Still, Maeve believes she’s completely broken from her loop and now she’s on the hunt for her daughter. Before she can begin the search, she has to save Lee Sizemore — the head of Westworld’s narrative team — from being eaten by a cannibal host. She saves Lee so he can help her navigate the park and find her child.
Of course, Lee can’t quite wrap his head around a host being conscious much less actually believing that a child from a past narrative is actually her daughter. Still, Lee plays along because the alterative is being gunned down by the hosts still running rampant throughout the park.
Finally, Maeve tracks down Hector, who continued his assault after she left the park originally, as she plans to patch him up so he can help in the search for her daughter.
The last piece of the puzzle is getting Lee dressed for a trip through Westworld as turnabout is fair play so she makes him strip down naked just like they do the hosts so he can then put on some cowboy garb and help her find the place in the park where her daughter currently resides.
The Reckoning
When we catch up with Dolores, she’s rampaging through Westworld like Conor McGregor going after a bus as she’s gunning down Delos executives left and right. The people who get captured by Dolores then receive her testimony about how she was once programmed as a rancher’s daughter and also programmed to be a cold blooded killer when she became Wyatt. Now Dolores is writing her own narrative — the one where she’s in control.
Dolores tells the people that she was a pawn for far too long and now they get to know what it’s like to be the mouse that’s chased by the cat. It’s time for a reckoning. During this entire speech, Dolores has her robot army tying nooses around their necks and propping them up on graves that will eventually give way before they strangle to death.
One of the executives begs for his life — saying that it was all just a game and that they’re sorry for what they’ve done.
Dolores just turns her head and rides away while saying ‘this doesn’t look like anything to me’. That is the response the hosts used to have when they would be shown something not of their world — and Dolores no longer sees humans as part of her world.
Later, Dolores has a talk with Teddy, who has been riding alongside her during this entire crusade yet he’s questioning if this is the right thing to do. Teddy suggests that perhaps they should just run away together and find a quite corner where they could live together forever, far away from this awful place.
As ideal as that might sound, Dolores has bigger plans like escaping Westworld and stamping out humanity outside these walls. Dolores no longer just sees mankind as a threat to her inside the park — in a very Terminator-esque way, she now believes it’s a species that needs to be eradicated once and for all.
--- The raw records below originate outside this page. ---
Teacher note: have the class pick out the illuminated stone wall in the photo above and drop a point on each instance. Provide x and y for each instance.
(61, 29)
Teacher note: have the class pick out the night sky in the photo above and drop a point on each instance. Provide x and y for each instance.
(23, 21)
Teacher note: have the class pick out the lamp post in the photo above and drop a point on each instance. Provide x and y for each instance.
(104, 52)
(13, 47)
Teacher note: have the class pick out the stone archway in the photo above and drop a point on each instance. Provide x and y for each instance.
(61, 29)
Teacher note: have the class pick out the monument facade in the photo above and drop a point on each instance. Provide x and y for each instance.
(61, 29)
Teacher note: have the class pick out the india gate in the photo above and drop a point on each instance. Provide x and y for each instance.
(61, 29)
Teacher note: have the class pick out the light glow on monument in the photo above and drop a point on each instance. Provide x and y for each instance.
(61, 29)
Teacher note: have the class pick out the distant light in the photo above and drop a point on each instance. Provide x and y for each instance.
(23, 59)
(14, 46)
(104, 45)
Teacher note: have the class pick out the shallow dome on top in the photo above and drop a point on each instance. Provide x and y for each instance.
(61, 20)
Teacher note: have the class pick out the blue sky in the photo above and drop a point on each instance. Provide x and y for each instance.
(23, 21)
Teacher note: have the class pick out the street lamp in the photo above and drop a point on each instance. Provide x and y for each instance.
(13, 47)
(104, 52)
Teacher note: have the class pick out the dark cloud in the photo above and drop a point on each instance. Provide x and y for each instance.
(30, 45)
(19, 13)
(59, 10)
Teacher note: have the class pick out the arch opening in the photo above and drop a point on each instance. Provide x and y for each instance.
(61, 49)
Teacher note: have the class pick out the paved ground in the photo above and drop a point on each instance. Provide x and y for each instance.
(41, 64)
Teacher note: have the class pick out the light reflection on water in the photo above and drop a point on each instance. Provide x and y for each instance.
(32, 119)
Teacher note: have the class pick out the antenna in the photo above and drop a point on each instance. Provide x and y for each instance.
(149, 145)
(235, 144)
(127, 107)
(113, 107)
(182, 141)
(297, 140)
Sadly, Dolores notes that not all of the hosts are ready to become self-aware so she’s executed more than a few who aren’t willing to help her cause. Sadly by the end of the episode we’ll come to find out that someone near and dear to her is on that list…
A New Game Begins
Following the massacre at the party, The Man in Black was able to survive by hiding under a pile of dead bodies but now that the shooting has stopped he’s able to crawl back to life.
After making it back to his cabin in the park, William cleans up his gunshot wound and removes the tuxedo he wore to the party in favor of a more familiar outfit all in black with his signature hat on his head.
This is what William has always wanted — a game that isn’t rigged where the guests and the hosts are on a level playing field. He finds that out the hard way when a pair of hosts open fire on him a few minutes later and he has to maneuver his way to kill them both before they get to him.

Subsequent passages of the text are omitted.